Who this is for
Backend Engineers who write queries, design schemas, and need fast, predictable performance in production APIs, jobs, and analytics read paths.
Prerequisites
- Basic SQL (SELECT, WHERE, ORDER BY, JOIN)
- Understanding of primary keys and foreign keys
- Familiarity with your database’s query plan viewer (e.g., EXPLAIN)
Why this matters
Indexes are the difference between millisecond responses and timeouts. In real work you will:
- Speed up API endpoints that filter by email, status, or date ranges.
- Scale background jobs that scan large tables (orders, events, logs).
- Cut cloud costs by reducing full-table scans and CPU spikes.
- Keep SLAs during peak traffic while supporting new features.
Concept explained simply
An index is a data structure that helps the database find rows faster, like a book’s index. Instead of scanning every row, the DB jumps to the right area and narrows down quickly.
Mental model
- B-tree index: a sorted map of keys to row locations. Good for equality, ranges, and sorting.
- Composite index (a, b, c): effectively sorted by a, then b, then c. The leftmost prefix rule applies.
- Every index speeds up reads but adds write cost (inserts/updates/deletes must maintain it).
Index types at a glance (when to use)
- B-tree: default. Equality, ranges, ordering.
- Hash: equality only (engine-specific usefulness).
- GIN: membership/search for arrays, JSON, full-text.
- GiST: geometric, ranges, nearest-neighbor.

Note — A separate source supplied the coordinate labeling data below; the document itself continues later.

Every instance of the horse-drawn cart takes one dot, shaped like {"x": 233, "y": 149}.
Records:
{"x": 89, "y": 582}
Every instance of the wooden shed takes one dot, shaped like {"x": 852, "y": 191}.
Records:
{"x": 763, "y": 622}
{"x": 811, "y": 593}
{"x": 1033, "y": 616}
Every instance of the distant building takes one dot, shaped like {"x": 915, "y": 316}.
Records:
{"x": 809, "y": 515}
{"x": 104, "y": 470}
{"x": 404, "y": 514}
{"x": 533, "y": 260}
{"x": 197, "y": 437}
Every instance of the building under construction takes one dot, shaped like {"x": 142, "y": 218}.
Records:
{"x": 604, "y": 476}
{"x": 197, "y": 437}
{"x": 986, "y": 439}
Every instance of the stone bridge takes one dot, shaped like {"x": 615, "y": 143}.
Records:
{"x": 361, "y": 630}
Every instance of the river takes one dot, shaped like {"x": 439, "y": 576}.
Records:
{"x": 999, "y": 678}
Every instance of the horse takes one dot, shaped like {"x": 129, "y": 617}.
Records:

- BRIN: large, append-only tables with natural ordering (time-series).
Core concepts that guide index design
- Selectivity and cardinality: High selectivity (few rows match) makes indexes more effective.
- Composite indexes and leftmost prefix: (a, b, c) can use a; or a and b; it cannot start on b without a.
- Order support: B-tree can satisfy ORDER BY if it matches index order and filters.
- Covering index: If the index holds all needed columns, the DB can avoid visiting the table (index-only scan).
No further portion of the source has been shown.